At one place she writes:” The impact of MiIbus (A term she uses for Military Business) on the character of the military institution cannot be denied. In fact, the years of involvement of senior generals in profit-making activities had two consequences. First, the military’s echelons turned into powerful group of capitalists who had the financial prowess to exploit the financial and other resources of the state. The senior generals…used the organisation’s influence to obtain opportunities to further their financial and political power. Second, given these economic interests backed with political power, the military institution along with its serving and retired members transformed itself into a fraternity which was gradually consolidated into an independent class.”(Pages 245-246)
At another place she quotes Lt.Gen. (retd) Javed Ashraf Qazi, the federal Education Minister: “(He) threw a challenge by saying ‘show me one business run by any serving or retired military officer that has failed. Remember that the only time the railways was out of deficit was when it was run by a general’. He was referring to his own tenure, but he did not point out that the railways came out of the deficit mainly because of the sale of its land, which resulted in an injection of capital (Page 147).” But Ayesha could have also referred to the bleak performance of Wapda, under a number of retired generals including General Zahid Ali Akbar (known as the most corrupt officer of them all) and General Rao who served as Chairman of Wapda from 1997 to perhaps 2004.
The blighted authority has continued to remain in the red all through and, to add salt to the national wounds, General Rao who wasted more than half of his tenure trying to gather evidence of foul play in the IPPs simply forgot to foresee the onrushing gaps between supply and demand, criminally ignoring making timely investments to increase generation capacities. And now one of his former army colleagues General Amjad, the new chairman of the privatised KESC, is facing the music in Karachi where the power is down several times a day.

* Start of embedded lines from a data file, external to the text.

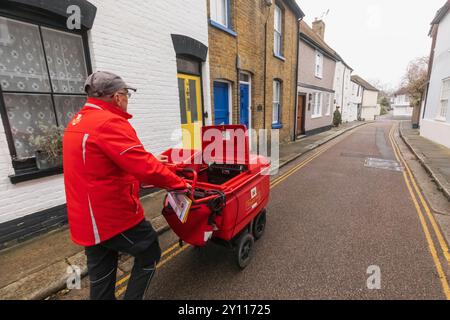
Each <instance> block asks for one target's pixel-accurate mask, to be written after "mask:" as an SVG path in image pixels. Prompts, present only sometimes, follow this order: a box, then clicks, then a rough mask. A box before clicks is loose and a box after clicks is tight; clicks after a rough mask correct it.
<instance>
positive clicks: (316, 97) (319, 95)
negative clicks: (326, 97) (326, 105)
mask: <svg viewBox="0 0 450 320" xmlns="http://www.w3.org/2000/svg"><path fill="white" fill-rule="evenodd" d="M322 103H323V96H322V93H320V92H316V93H314V108H313V114H312V116H313V117H315V118H317V117H321V116H322Z"/></svg>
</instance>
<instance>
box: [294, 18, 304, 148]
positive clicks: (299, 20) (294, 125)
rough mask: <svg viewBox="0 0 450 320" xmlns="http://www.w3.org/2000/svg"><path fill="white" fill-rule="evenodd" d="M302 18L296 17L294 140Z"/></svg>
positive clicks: (296, 109) (294, 100)
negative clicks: (296, 42) (296, 40)
mask: <svg viewBox="0 0 450 320" xmlns="http://www.w3.org/2000/svg"><path fill="white" fill-rule="evenodd" d="M302 20H303V18H300V19H298V21H297V50H296V52H297V55H296V57H295V58H296V60H297V63H296V66H295V89H294V101H295V103H294V105H295V106H294V108H295V110H294V140H293V141H296V140H297V131H298V128H297V125H298V124H297V123H298V121H297V117H298V114H297V113H298V80H299V79H298V78H299V76H298V73H299V69H300V66H299V65H300V22H301V21H302ZM304 107H305V108H306V99H305V106H304ZM302 122H303V119H302Z"/></svg>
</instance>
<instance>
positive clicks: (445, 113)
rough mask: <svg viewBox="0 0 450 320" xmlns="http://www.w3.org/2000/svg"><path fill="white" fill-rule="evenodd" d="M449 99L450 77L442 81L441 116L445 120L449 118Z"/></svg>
mask: <svg viewBox="0 0 450 320" xmlns="http://www.w3.org/2000/svg"><path fill="white" fill-rule="evenodd" d="M449 99H450V78H448V79H446V80H444V81H443V82H442V93H441V108H440V112H439V118H441V119H443V120H447V115H448V100H449Z"/></svg>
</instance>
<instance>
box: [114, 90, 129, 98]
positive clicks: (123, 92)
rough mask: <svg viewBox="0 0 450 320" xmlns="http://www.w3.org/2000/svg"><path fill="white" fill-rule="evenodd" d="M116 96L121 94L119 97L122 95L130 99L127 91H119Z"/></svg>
mask: <svg viewBox="0 0 450 320" xmlns="http://www.w3.org/2000/svg"><path fill="white" fill-rule="evenodd" d="M117 93H118V94H121V95H123V96H127V97H128V98H131V92H129V91H125V92H121V91H119V92H117Z"/></svg>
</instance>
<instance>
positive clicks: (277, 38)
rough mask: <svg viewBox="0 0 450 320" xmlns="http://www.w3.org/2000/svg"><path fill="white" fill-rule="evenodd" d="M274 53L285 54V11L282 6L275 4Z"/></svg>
mask: <svg viewBox="0 0 450 320" xmlns="http://www.w3.org/2000/svg"><path fill="white" fill-rule="evenodd" d="M274 24H275V25H274V28H275V32H274V53H275V55H277V56H279V57H282V56H283V11H282V10H281V9H280V7H278V6H275V17H274Z"/></svg>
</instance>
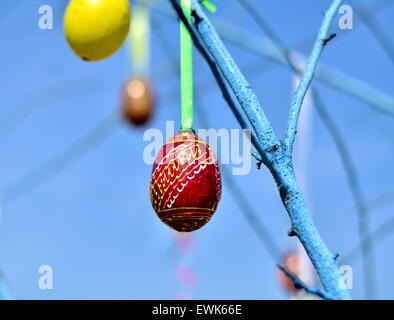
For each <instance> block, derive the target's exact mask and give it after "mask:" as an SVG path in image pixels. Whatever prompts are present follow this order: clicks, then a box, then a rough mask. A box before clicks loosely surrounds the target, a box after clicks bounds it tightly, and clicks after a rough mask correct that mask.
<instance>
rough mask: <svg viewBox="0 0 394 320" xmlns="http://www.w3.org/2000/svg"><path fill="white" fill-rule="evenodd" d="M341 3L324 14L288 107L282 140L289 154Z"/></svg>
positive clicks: (332, 7)
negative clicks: (330, 25) (314, 41)
mask: <svg viewBox="0 0 394 320" xmlns="http://www.w3.org/2000/svg"><path fill="white" fill-rule="evenodd" d="M342 2H343V0H334V2H333V3H332V5H331V6H330V8H329V9H328V10H327V12H325V13H324V19H323V23H322V25H321V27H320V30H319V33H318V36H317V39H316V42H315V44H314V46H313V49H312V53H311V55H310V57H309V60H308V63H307V65H306V68H305V71H304V74H303V75H302V77H301V80H300V83H299V84H298V88H297V90H296V92H295V94H294V97H293V101H292V103H291V106H290V114H289V120H288V123H287V130H286V134H285V138H284V144H285V146H286V147H287V149H288V150H289V152H291V150H292V149H293V145H294V138H295V135H296V132H297V124H298V117H299V115H300V111H301V106H302V102H303V101H304V97H305V95H306V93H307V91H308V88H309V86H310V84H311V82H312V79H313V76H314V74H315V70H316V67H317V63H318V61H319V58H320V55H321V53H322V51H323V48H324V46H325V44H326V42H327V39H328V38H327V35H328V29H329V28H330V25H331V22H332V20H333V19H334V17H335V15H336V14H337V12H338V9H339V6H340V5H341V3H342Z"/></svg>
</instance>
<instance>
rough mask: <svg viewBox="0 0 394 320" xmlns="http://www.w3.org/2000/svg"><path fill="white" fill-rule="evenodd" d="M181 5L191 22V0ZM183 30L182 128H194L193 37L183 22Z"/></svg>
mask: <svg viewBox="0 0 394 320" xmlns="http://www.w3.org/2000/svg"><path fill="white" fill-rule="evenodd" d="M181 7H182V11H183V13H184V15H185V16H186V19H187V20H188V21H189V23H191V0H181ZM180 30H181V106H182V125H181V129H189V130H192V129H193V56H192V39H191V36H190V34H189V31H188V30H187V28H186V26H185V25H184V24H183V22H182V21H181V22H180Z"/></svg>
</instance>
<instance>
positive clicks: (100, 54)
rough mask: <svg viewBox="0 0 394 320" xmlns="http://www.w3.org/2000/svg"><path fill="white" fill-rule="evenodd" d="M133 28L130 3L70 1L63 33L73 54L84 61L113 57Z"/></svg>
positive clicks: (119, 1) (122, 1)
mask: <svg viewBox="0 0 394 320" xmlns="http://www.w3.org/2000/svg"><path fill="white" fill-rule="evenodd" d="M129 26H130V5H129V1H128V0H71V1H70V3H69V4H68V7H67V9H66V13H65V15H64V32H65V34H66V38H67V41H68V43H69V45H70V47H71V48H72V49H73V51H74V52H75V53H76V54H77V55H78V56H79V57H80V58H81V59H83V60H85V61H97V60H102V59H105V58H108V57H109V56H111V55H112V54H114V53H115V52H116V51H117V50H118V49H119V48H120V46H121V45H122V44H123V42H124V40H125V39H126V37H127V33H128V31H129Z"/></svg>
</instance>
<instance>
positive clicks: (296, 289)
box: [277, 251, 302, 294]
mask: <svg viewBox="0 0 394 320" xmlns="http://www.w3.org/2000/svg"><path fill="white" fill-rule="evenodd" d="M301 259H302V257H301V255H300V254H299V253H298V252H296V251H290V252H287V253H286V254H285V255H284V256H283V258H282V259H281V260H282V265H283V266H284V267H285V268H286V269H287V270H288V271H289V272H290V273H292V274H293V275H294V276H296V277H297V278H299V277H300V274H301V268H302V261H301ZM277 274H278V280H279V283H280V285H281V286H282V287H283V288H284V289H285V291H287V292H288V293H291V294H293V293H297V292H298V291H299V289H297V288H296V287H295V286H294V284H293V281H292V280H291V279H290V278H289V277H288V276H287V275H286V274H285V273H284V272H283V271H282V270H280V269H278V273H277Z"/></svg>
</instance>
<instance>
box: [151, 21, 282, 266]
mask: <svg viewBox="0 0 394 320" xmlns="http://www.w3.org/2000/svg"><path fill="white" fill-rule="evenodd" d="M152 26H153V28H154V30H155V32H156V33H157V38H158V39H160V40H159V41H160V47H161V49H162V51H163V53H164V55H165V56H166V57H167V59H168V62H169V64H170V65H172V66H173V71H174V75H175V76H176V77H178V78H179V62H178V55H177V54H176V53H175V52H174V50H173V49H172V48H171V46H170V41H168V38H167V36H166V34H165V29H164V28H163V27H162V26H161V25H160V23H159V22H158V21H155V20H153V19H152ZM196 87H197V90H198V91H199V92H204V90H203V91H201V90H200V88H199V87H198V85H196ZM195 104H196V107H197V108H196V110H197V116H198V118H199V120H200V121H201V123H202V125H203V127H205V128H212V126H211V125H210V123H209V118H208V115H207V113H206V111H205V108H204V106H203V105H202V104H201V102H200V99H198V98H196V99H195ZM233 108H235V109H236V110H238V109H237V108H236V107H235V105H233V106H232V107H231V109H232V110H233ZM236 117H238V116H236ZM240 117H241V118H242V116H241V115H240ZM244 125H246V124H244ZM221 171H222V174H223V176H224V179H223V181H224V183H225V185H226V186H227V187H228V189H229V191H230V193H231V196H232V199H233V201H235V202H236V203H237V205H238V207H239V209H240V211H241V213H242V214H243V216H244V217H245V219H246V221H247V222H248V224H249V226H250V227H251V228H252V229H253V231H254V232H255V233H256V235H257V236H258V238H259V239H260V240H261V242H262V244H263V246H264V247H265V249H266V250H267V252H268V253H269V254H270V255H271V257H272V258H273V259H274V261H276V260H277V258H278V257H279V253H280V250H279V246H278V245H277V243H276V242H275V240H274V238H273V236H272V235H271V233H270V231H269V229H268V228H267V227H266V226H265V225H264V224H263V223H262V222H261V221H260V219H259V217H258V214H257V213H256V212H255V210H254V209H253V207H252V206H251V205H250V203H249V201H248V200H247V197H246V195H245V194H244V193H243V190H242V189H241V188H240V187H239V186H238V185H237V183H236V181H235V179H234V178H233V176H232V174H231V173H230V172H229V170H228V168H227V167H226V166H221Z"/></svg>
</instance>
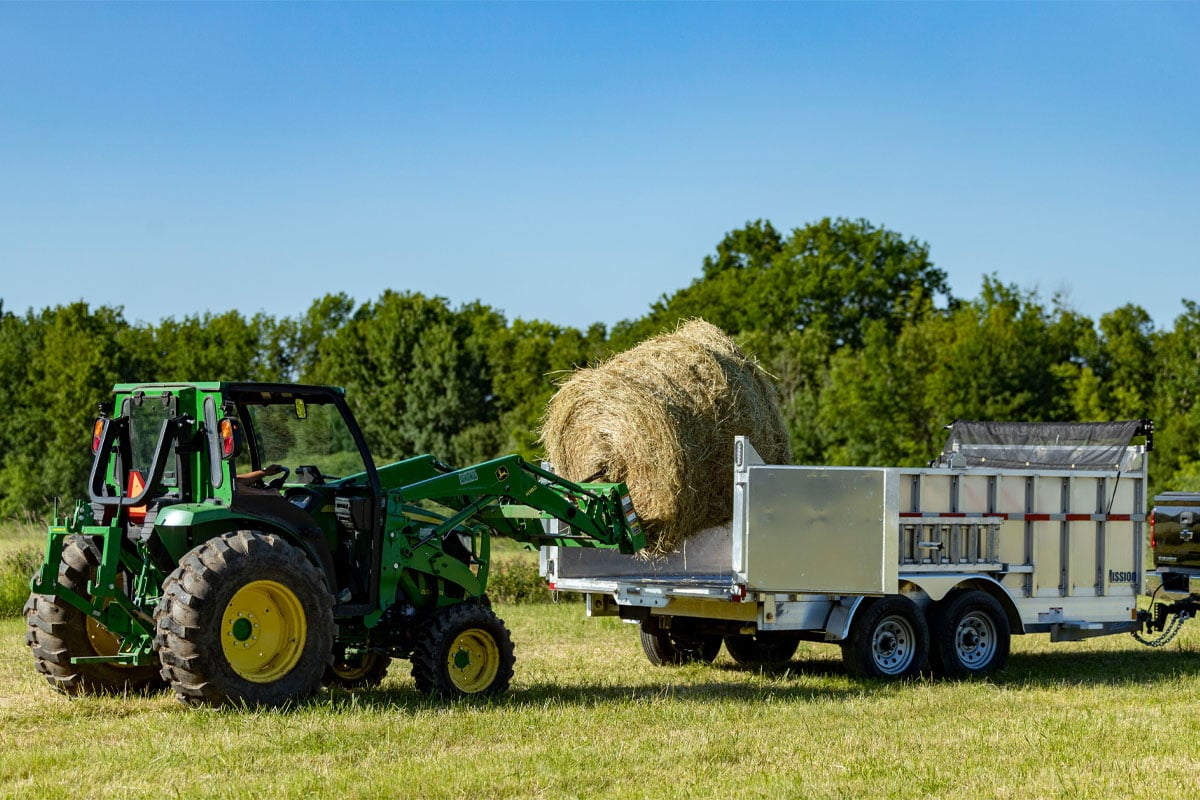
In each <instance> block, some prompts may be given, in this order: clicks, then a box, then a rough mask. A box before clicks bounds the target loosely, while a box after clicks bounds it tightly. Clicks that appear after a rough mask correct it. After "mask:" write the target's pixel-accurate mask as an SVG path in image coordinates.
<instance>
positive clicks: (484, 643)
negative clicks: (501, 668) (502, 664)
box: [446, 627, 500, 694]
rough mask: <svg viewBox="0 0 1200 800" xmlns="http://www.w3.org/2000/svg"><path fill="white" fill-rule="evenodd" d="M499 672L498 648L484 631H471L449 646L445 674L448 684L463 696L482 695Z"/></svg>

The same gentleman suffered from a silly bout of arrogance last year when as the chairman of the Fauji Foundation he refused to appear before the senate committee on defence which wanted to ask him why he had undersold one of the units under the control of FF on the plea that the foundation was a private entity, ignoring the fact that it has been rescued on more than one occasion by injecting resources diverted from the defence budget..
Ayesha’s book is a treasure for researchers as it attacks the subject matter from an analytical angle and should be a must read for all serious politicians, defence analysts, media commentators and military planners in the country and outside.